A sombre bunch are we indeed
Here for Chris's departing screed
I have to say that, in leaving, Chris, 
You really, truly take the - O! what's this?
I must have erred and skipped ahead.
Let's recap about Chris instead.
An alumni of Altrincham Grammar
With a trademark jaunty, magpie swagger
Partnered with a lady made of wood -
Claire B*******r, late of this neighbourhood.
A fan of that team at Old Trafford,
So keen you'd almost think it mattered.
And when I say Chris knows his clubs,
I speak of golf and not of pubs.
He managed to do the "Tough Mudder"
An outdoor challenge to make one shudder.

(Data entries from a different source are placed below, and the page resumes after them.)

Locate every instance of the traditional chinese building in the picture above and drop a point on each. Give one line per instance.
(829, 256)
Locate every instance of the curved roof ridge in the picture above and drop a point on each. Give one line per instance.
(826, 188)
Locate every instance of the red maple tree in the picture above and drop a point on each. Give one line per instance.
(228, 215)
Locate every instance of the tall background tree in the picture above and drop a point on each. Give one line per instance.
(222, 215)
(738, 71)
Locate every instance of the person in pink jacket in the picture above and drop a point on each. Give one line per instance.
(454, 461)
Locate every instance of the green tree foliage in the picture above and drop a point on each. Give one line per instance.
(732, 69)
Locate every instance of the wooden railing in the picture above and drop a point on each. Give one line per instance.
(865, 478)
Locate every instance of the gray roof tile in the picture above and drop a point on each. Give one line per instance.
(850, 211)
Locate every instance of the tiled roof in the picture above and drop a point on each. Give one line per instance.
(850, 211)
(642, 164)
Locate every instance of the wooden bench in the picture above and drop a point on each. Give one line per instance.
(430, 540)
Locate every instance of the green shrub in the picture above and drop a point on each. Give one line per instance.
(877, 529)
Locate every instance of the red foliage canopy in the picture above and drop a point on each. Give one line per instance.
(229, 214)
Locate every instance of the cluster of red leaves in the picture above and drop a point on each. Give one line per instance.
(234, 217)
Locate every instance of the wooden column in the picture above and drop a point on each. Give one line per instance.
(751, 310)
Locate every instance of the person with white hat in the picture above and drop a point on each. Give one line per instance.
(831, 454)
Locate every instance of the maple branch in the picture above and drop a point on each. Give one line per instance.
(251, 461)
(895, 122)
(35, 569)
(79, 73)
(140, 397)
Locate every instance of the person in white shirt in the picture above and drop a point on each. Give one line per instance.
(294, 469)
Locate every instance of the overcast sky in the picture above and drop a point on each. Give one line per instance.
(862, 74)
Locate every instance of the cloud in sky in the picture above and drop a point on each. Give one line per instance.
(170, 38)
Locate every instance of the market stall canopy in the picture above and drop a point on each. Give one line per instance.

He also claims to know Cherry Ghost
(Though I doubt this pseudo-muso boast)
He suffers from Kristen's ceaseless chat -
There's no doubt he'll not miss that.
To sum up, Chris, in going to Pharmacy
You leave a distraught Service Delivery,
In your caterpillar to butterfly metamorphosis
You move on to leave us Chris-less

Not to hammer the point home, much. 

* Salt.
** Conrad.  Not bitter at all.  Nope.  Not at all.